Palo Alto's Public Works Department staff blundered when it cut down 63 holly oaks on California Avenue -- more than the "about 50" initially estimated -- last week without first notifying the neighborhood, City Manager James Keene acknowledged Monday night.
The tree-replacement project, which has been in the planning stages since 2005, angered residents and shoppers at California Avenue, many of whom were shocked to see city crews take down trees on three commercial blocks last week.
Several residents showed up at the City Council meeting Monday night to vent their frustrations and ask how it was possible for a notoriously green city such as Palo Alto to take down dozens of trees with virtually no warning.
Several members of the council voiced similar frustrations.
Councilman Sid Espinosa asked Keene what the reprimand would be for those who made the decision to take down the trees and said he wants to make sure that similar blunders don't happen again.
Vice Mayor Jack Morton received a round of applause from the audience when he said he wants to understand "how in Palo Alto we can clearcut three contiguous blocks of trees without any of us in the community understanding the impacts."

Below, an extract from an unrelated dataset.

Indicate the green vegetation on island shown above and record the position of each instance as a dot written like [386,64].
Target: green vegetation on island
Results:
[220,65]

"I want a process in which 63 trees can never be cut down without us having a chance to say, 'This is not how we want California Avenue to look for the next 15 years,'" Morton said.

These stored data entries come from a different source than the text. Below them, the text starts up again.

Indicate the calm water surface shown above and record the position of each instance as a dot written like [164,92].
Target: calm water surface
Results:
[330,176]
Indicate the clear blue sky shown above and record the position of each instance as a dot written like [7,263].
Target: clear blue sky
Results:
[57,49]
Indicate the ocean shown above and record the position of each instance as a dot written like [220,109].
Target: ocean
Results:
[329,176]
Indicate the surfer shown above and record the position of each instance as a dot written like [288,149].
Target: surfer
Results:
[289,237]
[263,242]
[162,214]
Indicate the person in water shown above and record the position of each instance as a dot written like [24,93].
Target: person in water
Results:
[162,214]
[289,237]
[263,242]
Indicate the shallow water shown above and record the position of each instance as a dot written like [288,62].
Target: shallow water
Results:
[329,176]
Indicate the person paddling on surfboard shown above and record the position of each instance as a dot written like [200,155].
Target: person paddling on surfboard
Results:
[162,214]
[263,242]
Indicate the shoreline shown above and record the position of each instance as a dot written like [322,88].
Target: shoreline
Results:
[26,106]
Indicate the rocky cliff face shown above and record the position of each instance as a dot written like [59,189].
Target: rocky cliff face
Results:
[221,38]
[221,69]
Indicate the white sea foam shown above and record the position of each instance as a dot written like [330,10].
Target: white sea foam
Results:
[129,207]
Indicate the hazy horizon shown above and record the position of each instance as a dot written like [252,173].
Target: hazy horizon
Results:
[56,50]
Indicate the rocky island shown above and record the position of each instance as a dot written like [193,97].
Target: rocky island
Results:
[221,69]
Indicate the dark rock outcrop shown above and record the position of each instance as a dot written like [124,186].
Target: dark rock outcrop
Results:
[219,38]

Keene, who was also caught off-guard by the sudden tree removal, apologized to the council and the residents for the inadequate public outreach and pledged to provide more information to the community about future beautification efforts on California Avenue.
He recapped the history of the streetscape project, which was originally requested by the California Avenue Area Development Association (CAADA) in 2005. The project was designed with community input and was ultimately endorsed by CAADA, Canopy, the Palo Alto Chamber of Commerce and other stakeholders in the busy business district.

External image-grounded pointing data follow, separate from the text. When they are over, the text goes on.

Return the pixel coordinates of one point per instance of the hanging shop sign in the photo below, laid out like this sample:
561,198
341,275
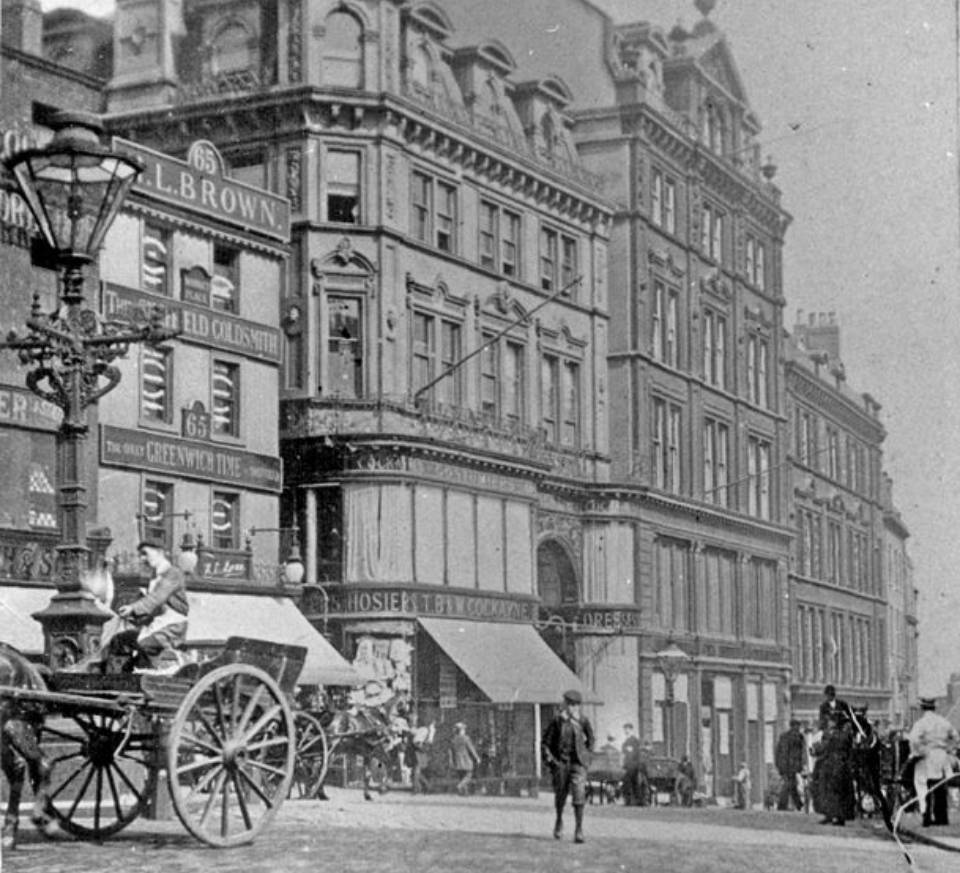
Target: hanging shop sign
408,602
201,185
192,459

The project initially included streetlight replacement and upgraded benches, newsracks and other improvements. Many of these features were subsequently eliminated because of funding shortages.
But while the design process included extensive outreach, the implementation of the plan was hasty and insufficiently publicized, Keene said. In January, CAADA recommended replacing the trees all at once so that the new trees can all grow together.
CAADA President Ronna Devincenzi told the council that the old trees had to be removed because they were damaged and diseased.
Keene said staff discussed the outreach plan at a Sept. 9 meeting with CAADA, but the city's project engineer authorized the project before the outreach plan could be implemented. Keene said he directed staff to work with Canopy and other stakeholders on deciding how next to proceed with the tree-replacement project.
"I do apologize to the council and the community for an implementation that didn't match the effort on the design," Keene told the council.
Keene's statements placated some of the critics, a few of whom complained Monday that removal of the trees badly scarred the California Avenue district. Dozens of city residents had vented their outrage in e-mails and postings on Town Square, Palo Alto Online's community forum.
Area resident Todd Burke told the council Monday that he was out of town when the trees were taken down. He said he was shocked by what he saw when he returned.
"I came home to a completely barren, desolate street," Burke said. "It was quite mind-boggling."
But Burke said he was surprised by Keene's "falling on (his) sword" and thanked him for his candid response.
Nancy Moss, who also lives in the neighborhood, said she's been shopping in the business district for the past 36 years and never heard a word from the city about the tree removal. Like other speakers, she said she was encouraged by Keene's comments Monday and encouraged city officials to come up with creative ways to notify the community about major changes to the streets.
"I'm happy to hear that new measures are being considered and I very much would like to be part of the process," Moss said.
Keene said there would be a variety of trees planted along the street, and for about $20,000 some could be larger than initially planned.